To attend Officer Candidate School, you must be:
- At least 19 years old and not have reached your 29th birthday prior to training
- A US citizen
- A college graduate with a four-year degree or higher, or for the Army Reserve option you must have completed 90 semester hours
- Healthy and in good physical condition
- In good moral standing
United States Military Academy at West Point
West Point is one of the country’s top universities. It’s a competitive environment that produces some of the nation’s best leaders. Many graduates of West Point become leaders in the military, in government, and in the civilian world.
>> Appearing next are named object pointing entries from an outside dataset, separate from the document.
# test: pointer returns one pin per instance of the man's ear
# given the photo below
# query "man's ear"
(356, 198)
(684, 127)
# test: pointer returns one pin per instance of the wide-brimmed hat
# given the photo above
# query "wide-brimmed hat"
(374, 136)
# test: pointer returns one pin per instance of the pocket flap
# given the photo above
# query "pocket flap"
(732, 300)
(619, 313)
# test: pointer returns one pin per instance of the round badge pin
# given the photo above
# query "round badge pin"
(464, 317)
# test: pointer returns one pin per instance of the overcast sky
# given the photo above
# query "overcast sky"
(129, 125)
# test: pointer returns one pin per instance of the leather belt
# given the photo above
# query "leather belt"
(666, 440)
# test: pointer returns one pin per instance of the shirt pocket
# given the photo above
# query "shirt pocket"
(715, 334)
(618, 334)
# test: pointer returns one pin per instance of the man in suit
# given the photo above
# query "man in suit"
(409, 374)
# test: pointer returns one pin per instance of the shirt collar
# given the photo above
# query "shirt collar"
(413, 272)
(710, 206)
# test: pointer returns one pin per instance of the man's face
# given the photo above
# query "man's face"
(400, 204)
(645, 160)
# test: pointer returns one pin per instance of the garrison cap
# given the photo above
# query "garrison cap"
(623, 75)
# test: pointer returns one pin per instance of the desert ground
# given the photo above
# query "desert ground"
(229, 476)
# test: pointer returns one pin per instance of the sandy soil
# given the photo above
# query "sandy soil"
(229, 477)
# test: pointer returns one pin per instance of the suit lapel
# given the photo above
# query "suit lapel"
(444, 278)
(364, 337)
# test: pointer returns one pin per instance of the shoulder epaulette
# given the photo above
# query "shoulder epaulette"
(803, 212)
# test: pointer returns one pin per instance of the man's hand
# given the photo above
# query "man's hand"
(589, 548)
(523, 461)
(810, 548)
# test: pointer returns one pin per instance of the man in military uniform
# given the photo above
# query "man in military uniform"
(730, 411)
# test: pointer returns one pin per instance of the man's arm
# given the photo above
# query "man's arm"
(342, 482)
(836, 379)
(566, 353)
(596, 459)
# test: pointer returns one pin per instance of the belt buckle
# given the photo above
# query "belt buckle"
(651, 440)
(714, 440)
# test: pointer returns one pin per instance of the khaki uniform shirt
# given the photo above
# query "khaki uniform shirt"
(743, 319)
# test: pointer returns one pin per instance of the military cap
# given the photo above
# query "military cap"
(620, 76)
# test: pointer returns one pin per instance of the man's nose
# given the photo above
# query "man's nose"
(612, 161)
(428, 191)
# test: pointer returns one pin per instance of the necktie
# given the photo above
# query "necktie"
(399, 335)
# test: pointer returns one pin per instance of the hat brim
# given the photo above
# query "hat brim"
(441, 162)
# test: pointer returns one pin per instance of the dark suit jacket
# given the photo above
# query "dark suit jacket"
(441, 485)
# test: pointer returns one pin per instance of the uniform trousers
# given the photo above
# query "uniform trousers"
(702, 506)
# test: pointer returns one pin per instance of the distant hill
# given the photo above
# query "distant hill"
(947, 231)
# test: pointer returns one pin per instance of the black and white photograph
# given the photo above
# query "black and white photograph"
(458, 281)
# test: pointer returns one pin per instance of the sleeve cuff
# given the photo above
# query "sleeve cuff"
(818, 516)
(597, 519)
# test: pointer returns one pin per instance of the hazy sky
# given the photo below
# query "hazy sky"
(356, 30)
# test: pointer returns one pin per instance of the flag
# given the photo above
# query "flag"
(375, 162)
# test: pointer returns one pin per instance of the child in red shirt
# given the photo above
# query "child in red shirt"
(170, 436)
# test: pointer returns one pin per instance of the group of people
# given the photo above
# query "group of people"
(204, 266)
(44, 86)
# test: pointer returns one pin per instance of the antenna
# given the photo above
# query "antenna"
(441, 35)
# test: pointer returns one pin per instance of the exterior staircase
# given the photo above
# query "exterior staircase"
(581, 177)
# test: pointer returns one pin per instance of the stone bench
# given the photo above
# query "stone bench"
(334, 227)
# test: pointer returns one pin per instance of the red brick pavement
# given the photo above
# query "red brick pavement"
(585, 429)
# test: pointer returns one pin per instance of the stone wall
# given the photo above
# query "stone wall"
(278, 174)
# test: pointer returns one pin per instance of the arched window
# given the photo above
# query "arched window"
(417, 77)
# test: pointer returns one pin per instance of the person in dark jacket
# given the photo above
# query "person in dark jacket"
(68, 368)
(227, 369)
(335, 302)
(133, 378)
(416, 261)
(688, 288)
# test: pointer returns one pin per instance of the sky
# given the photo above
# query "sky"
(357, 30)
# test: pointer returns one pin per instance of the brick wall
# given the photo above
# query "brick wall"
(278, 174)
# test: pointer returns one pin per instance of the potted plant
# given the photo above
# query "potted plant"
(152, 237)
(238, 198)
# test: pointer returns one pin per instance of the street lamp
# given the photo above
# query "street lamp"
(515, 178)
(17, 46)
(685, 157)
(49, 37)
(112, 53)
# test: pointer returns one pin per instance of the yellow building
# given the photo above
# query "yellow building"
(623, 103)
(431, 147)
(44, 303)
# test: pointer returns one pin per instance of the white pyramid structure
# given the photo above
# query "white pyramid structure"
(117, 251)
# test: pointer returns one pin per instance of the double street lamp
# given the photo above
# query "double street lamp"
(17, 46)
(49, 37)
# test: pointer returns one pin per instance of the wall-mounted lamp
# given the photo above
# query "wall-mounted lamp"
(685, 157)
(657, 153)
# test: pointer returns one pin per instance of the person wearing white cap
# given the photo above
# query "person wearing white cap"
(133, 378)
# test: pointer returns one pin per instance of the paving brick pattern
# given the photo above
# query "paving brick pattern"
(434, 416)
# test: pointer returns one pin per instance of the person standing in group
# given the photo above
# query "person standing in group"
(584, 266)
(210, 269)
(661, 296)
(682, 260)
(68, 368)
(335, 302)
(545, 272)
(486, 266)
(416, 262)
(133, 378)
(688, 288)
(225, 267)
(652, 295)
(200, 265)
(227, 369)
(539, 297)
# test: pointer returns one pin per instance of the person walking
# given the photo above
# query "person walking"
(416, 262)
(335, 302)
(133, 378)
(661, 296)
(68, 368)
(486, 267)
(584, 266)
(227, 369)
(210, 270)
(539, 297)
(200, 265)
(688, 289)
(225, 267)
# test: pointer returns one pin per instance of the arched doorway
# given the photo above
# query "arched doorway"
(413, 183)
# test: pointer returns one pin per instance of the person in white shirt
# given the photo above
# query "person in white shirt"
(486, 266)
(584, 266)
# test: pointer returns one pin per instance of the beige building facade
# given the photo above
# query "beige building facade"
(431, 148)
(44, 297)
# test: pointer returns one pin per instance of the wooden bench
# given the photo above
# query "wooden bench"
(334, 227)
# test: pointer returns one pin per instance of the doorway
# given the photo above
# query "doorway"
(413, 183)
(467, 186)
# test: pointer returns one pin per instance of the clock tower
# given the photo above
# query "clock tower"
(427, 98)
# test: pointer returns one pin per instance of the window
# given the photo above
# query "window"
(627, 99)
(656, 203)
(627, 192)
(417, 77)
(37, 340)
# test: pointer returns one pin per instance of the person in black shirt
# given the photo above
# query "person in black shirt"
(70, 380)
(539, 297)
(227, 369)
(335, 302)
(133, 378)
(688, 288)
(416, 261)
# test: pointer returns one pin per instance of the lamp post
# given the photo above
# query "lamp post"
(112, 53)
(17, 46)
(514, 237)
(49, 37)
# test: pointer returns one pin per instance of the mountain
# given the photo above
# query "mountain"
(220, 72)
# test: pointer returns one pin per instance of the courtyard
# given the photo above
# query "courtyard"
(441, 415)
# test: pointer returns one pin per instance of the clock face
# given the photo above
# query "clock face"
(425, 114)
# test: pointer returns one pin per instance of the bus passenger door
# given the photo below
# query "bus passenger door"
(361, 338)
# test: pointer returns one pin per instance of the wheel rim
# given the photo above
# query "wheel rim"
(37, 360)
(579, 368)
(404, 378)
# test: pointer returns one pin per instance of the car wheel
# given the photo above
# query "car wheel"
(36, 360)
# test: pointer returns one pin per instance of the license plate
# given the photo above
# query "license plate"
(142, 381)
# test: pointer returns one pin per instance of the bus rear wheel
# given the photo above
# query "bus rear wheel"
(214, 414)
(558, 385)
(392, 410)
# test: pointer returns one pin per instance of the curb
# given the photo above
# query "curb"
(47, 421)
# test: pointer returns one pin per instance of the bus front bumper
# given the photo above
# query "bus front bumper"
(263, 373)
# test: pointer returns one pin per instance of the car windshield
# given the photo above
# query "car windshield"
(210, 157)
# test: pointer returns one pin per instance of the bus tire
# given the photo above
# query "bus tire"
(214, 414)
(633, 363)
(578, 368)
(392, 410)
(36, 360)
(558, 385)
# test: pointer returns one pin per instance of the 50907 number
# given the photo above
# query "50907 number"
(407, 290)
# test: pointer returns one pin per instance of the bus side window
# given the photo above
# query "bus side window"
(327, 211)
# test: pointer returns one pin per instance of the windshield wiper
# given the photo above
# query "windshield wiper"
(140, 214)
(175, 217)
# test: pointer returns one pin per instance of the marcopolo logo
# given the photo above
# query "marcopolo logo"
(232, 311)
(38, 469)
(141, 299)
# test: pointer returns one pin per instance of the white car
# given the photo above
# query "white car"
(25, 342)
If you’re up for the challenge, listed below are some of the basic general and academic requirements for West Point. An applicant must be:
- At least 17 years old and not have reached your 23rd birthday as of July 1 of year admitted
- A US citizen
- Single, not married
- Not pregnant or with any legal obligation to support a child or children
- An above-average high school or college academic record
- Congressionally nominated or have a service-connected nomination
- A recipient of strong scores on either college entrance exam—ACT or SAT
Direct Commission Officer
Each professional branch of the Army—Judge Advocate General (JAG) Corps, the Army Chaplain Corps, and the Army Medical Corps—has its own officer training program that allows civilian degreed professionals to apply to receive a direct commission in their career field. Training time for direct commission officers varies depending on the career field and generally includes courses in military history, Army leadership, and career-specific courses designed to adapt civilian skills to Army practices.